There are number of tests in biostatistics, but choice mainly depends on characteristics and type of analysis of data. Sometimes, we need to find out the difference between means or medians or association between the variables. Number of groups used in a study may vary; therefore, study design also varies. Hence, in such situation, we will have to make the decision which is more precise while selecting the appropriate test. Inappropriate test will lead to invalid conclusions. Statistical tests can be divided into parametric and non-parametric tests. If variables follow normal distribution, data can be subjected to parametric test, and for non-Gaussian distribution, we should apply non-parametric test. Statistical test should be decided at the start of the study. Following are the different parametric test used in analysis of various types of data.

1) Student's ‘t’ Test

Mr. W. S. Gosset, a civil service statistician, introduced ‘t’ distribution of small samples and published his work under the pseudonym ‘Student.’ This is one of the most widely used tests in pharmacological investigations, involving the use of small samples. The ‘t’ test is always applied for analysis when the number of sample is 30 or less. It is usually applicable for graded data like blood sugar level, body weight, height etc. If sample size is more than 30, ‘Z’ test is applied. There are two types of ‘t’ test, paired and unpaired.
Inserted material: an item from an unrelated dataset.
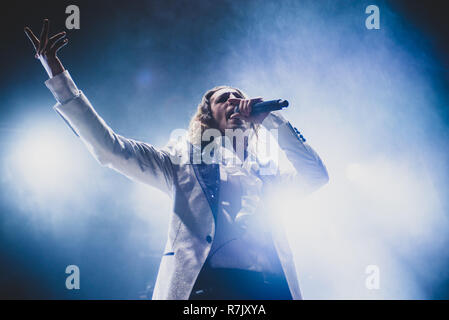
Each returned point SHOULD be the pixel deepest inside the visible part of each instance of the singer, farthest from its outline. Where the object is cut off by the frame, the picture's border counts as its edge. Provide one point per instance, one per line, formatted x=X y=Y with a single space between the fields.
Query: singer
x=222 y=244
When to apply paired and unpaired

  • a)

    When comparison has to be made between two measurements in the same subjects after two consecutive treatments, paired ‘t’ test is used. For example, when we want to compare effect of drug A (i.e. decrease blood sugar) before start of treatment (baseline) and after 1 month of treatment with drug A.

  • b)

    When comparison is made between two measurements in two different groups, unpaired ‘t’ test is used. For example, when we compare the effects of drug A and B (i.e. mean change in blood sugar) after one month from baseline in both groups, unpaired ‘t’ test’ is applicable.

2) ANOVA

When we want to compare two sets of unpaired or paired data, the student's ‘t’ test is applied. However, when there are 3 or more sets of data to analyze, we need the help of well-designed and multi-talented method called as analysis of variance (ANOVA). This test compares multiple groups at one time.[18] In ANOVA, we draw assumption that each sample is randomly drawn from the normal population, and also they have same variance as that of population. There are two types of ANOVA.

A) One way ANOVA

It compares three or more unmatched groups when the data are categorized in one way. For example, we may compare a control group with three different doses of aspirin in rats. Here, there are four unmatched group of rats. Therefore, we should apply one way ANOVA. We should choose repeated measures ANOVA test when the trial uses matched subjects. For example, effect of supplementation of vitamin C in each subject before, during, and after the treatment. Matching should not be based on the variable you are com paring. For example, if you are comparing blood pressures in two groups, it is better to match based on age or other variables, but it should not be to match based on blood pressure. The term repeated measures applies strictly when you give treatments repeatedly to one subjects. ANOVA works well even if the distribution is only approximately Gaussian. Therefore, these tests are used routinely in many field of science. The P value is calculated from the ANOVA table.

B) Two way ANOVA

Also called two factors ANOVA, determines how a response is affected by two factors. For example, you might measure a response to three different drugs in both men and women. This is a complicated test. Therefore, we think that for postgraduates, this test may not be so useful.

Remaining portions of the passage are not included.